I see these terms often but I am still confused about when to use buy to open versus sell to open.
I’ve traded a bit but just the basics. Now I am looking at options and these terms keep coming up.
Is there an easy way to remember which one to choose? I want to avoid mistakes.
Two basics:
• Buy to open = you’re buying an option, pay premium, can only lose what you paid
• Sell to open = you’re writing an option, get premium upfront, but risk is huge
90% of options expire worthless. Start by buying, not selling.
Use buy to open when you think the price goes up, sell to open if it drops.
Buy to open means you’re purchasing an option and paying the premium, expecting its value to increase. Sell to open means you’re writing the option contract and collecting the premium upfront, but you face more risk if the option gets exercised. With buy to open, your risk is limited to the premium paid, but the potential profits can be significant. It’s advisable for beginners to start with buy to open until you fully understand the mechanics of options trading.

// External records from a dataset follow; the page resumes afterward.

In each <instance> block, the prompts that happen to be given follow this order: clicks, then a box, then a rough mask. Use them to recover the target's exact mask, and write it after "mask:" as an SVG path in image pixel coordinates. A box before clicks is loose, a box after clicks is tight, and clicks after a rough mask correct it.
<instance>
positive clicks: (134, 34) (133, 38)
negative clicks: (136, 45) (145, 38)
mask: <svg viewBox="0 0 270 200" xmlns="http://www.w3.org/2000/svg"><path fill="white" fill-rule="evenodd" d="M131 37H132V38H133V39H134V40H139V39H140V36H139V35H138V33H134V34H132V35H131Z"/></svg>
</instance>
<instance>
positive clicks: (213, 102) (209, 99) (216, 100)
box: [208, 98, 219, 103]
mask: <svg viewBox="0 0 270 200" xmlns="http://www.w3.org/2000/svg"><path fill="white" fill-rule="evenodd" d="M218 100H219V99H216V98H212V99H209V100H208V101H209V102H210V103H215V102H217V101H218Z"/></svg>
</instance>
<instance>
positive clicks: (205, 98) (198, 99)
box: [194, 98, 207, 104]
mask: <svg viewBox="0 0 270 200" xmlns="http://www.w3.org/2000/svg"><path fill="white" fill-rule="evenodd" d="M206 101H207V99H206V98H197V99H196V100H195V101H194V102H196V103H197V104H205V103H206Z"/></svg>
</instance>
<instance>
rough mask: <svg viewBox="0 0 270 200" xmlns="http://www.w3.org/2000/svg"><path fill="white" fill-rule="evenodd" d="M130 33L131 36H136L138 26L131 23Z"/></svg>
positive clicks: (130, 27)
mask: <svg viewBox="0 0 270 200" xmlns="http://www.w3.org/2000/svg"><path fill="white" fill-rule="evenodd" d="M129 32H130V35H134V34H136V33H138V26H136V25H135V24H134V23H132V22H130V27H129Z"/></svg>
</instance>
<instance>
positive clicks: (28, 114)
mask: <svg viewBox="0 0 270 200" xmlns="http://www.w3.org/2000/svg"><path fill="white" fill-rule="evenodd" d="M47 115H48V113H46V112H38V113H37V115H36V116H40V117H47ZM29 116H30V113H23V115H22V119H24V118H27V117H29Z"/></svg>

Lost $800 my second month trading Tesla calls because I confused these two.
Buy to open means you pay upfront, hoping it goes up. Worst case? You lose what you paid.
Sell to open means you get paid upfront, but you’re on the hook if things go south. It is way riskier.
Stick to buying until you know what you’re doing.
Think of buy to open like buying a lottery ticket - you pay upfront hoping it’ll be worth more later.
Sell to open is like selling insurance. You get paid right away, but you’re on the hook if things go south.
Most people start with buy to open because your max loss is obvious from the start.